Monsieur a besoin d’aide pour sa recherche de logement, il est salarié avec un salaire net de 2000 euros par mois mais n’arrive pas à trouver un logement à un prix abordable pour lui et sa fille. Il est parent isolé avec son enfant. [1]

L’impossibilité à trouver un logement à prix abordable, adapté (en taille et aménagement) et de qualité va de pair avec une détérioration de la santé mentale et physique des personnes. En corolaire, l’apparition et l’installation de tensions et violences familiales, des revenus qui s’étiolent… Les femmes sont largement surreprésentées parmi les témoignages reçus au numéro vert, de personnes affectées par les violences intrafamiliales (72%) et intraconjugales (90%), dont une grande partie s’inscrivent dans les situations de mal-logement.
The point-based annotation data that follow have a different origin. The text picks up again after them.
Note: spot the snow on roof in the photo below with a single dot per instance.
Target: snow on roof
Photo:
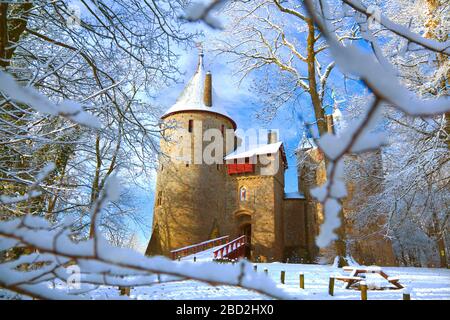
(307, 142)
(294, 195)
(191, 99)
(250, 151)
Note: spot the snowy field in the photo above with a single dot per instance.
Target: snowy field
(423, 283)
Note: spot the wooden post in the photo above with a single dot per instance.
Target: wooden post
(406, 295)
(125, 291)
(363, 287)
(331, 286)
(302, 280)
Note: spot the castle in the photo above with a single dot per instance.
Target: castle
(240, 193)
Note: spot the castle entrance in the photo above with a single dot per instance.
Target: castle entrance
(246, 229)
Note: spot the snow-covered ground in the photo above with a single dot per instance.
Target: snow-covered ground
(423, 283)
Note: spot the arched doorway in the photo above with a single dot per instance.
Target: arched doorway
(246, 229)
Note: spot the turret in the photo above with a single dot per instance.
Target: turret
(188, 209)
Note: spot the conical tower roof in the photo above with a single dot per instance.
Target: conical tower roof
(192, 97)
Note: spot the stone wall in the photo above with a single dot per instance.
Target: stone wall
(189, 197)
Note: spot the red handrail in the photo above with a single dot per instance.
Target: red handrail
(230, 247)
(202, 246)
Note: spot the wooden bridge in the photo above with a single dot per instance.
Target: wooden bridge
(215, 249)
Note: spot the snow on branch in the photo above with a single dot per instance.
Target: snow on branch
(386, 89)
(54, 255)
(29, 96)
(102, 264)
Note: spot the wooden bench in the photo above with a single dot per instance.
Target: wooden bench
(354, 271)
(349, 279)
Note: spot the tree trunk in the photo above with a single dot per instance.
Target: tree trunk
(324, 125)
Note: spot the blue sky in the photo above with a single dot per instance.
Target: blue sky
(240, 103)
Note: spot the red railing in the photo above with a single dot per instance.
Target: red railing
(236, 168)
(232, 250)
(202, 246)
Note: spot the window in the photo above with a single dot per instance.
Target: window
(159, 200)
(243, 194)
Les obstacles administratifs aux droits et aux aides. À force de conditionner et de restreindre les aides et les droits sociaux, il devient de plus en plus complexe d’y avoir accès. Plus de 500 appels proviennent de personnes éligibles à certaines aides, mais dont l’accès est devenu trop compliqué, notamment à cause de la saturation des services, des critères restreints, des barrières administratives et numériques. C’est un chiffre en nette hausse : il est 41% plus élevé qu’en 2023.

Madame paye une assurance qu’elle ne comprend pas, elle voudrait comprendre. Par ailleurs, elle a des documents à envoyer au foyer pour faire valoir ses droits mais elle ne parvient pas à les joindre. Madame est invalide, c’est impossible pour elle d’aller sur place.
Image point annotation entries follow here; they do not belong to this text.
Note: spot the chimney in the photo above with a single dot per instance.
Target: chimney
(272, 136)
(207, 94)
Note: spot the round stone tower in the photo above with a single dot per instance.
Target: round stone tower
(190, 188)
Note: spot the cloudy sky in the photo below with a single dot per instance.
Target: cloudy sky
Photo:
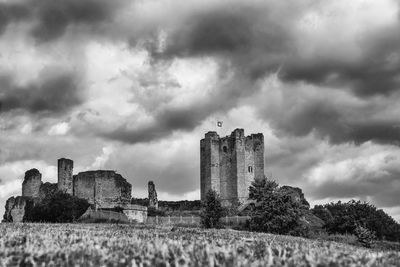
(134, 85)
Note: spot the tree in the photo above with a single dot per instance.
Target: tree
(58, 207)
(345, 217)
(274, 211)
(211, 211)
D’autres problématiques attirent particulièrement l’attention à l’analyse des données : c’est le cas de personnes en situation de (sur)endettement. À ce jour, les services bruxellois de médiation de dette sont saturés de demandes de personnes dans l’incapacité de payer des factures. Contrairement aux clichés liant l’endettement à la contraction de crédits, l’endettement des bruxellois·ses concerne les postes de dépenses élémentaires de la vie quotidienne, à savoir les factures d’énergie, d’eau, d’hôpitaux, de transports publics, d’école, etc., démontrant que, trop souvent, les revenus sont structurellement insuffisants pour pouvoir se loger, se soigner, s’alimenter, éduquer ses enfants.

Monsieur a des dettes (amendes routières, dette vis-à-vis du CPAS). Monsieur cherche une aide financière pour rembourser plus de 10 000 euros.
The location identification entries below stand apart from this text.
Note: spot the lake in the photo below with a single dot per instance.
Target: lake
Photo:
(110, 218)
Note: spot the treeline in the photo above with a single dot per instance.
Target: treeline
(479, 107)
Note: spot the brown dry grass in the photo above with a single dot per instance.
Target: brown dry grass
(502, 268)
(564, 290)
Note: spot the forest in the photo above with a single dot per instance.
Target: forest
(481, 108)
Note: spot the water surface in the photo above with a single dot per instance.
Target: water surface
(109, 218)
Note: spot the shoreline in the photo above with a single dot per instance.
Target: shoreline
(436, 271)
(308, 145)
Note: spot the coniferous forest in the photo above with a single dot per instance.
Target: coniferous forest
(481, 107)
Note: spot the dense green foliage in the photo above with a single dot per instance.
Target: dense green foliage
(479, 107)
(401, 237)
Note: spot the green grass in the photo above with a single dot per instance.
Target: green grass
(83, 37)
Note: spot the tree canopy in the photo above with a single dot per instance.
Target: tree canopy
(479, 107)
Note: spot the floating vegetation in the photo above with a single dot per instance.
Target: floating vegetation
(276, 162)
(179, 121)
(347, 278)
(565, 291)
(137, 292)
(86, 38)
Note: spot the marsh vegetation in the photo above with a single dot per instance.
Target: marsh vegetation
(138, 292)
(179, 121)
Monsieur a une dette d’un montant de 600 euros suite à une facture impayée. Il a besoin d’une aide administrative pour établir un plan de paiement.

Ce neuvième bilan s’appuie sur des chiffres, rapports, statistiques qui montrent que la plupart des indicateurs du social et de la santé à Bruxelles sont au rouge. Une personne sur 20 à Bruxelles dépend du revenu d’intégration sociale (RIS)[2] dont le montant est insuffisant pour subvenir aux besoins de base. Pour de nombreux Bruxellois et Bruxelloises qui travaillent, le niveau des salaires ne suffit pas. En 2024, la part de la population à risque de pauvreté y était 3 fois plus élevée qu’en Flandre et 2 fois plus élevée qu’en Wallonie[3] alors que le logement y est 18% plus cher qu’en Flandre et 31% plus cher qu’en Wallonie[4].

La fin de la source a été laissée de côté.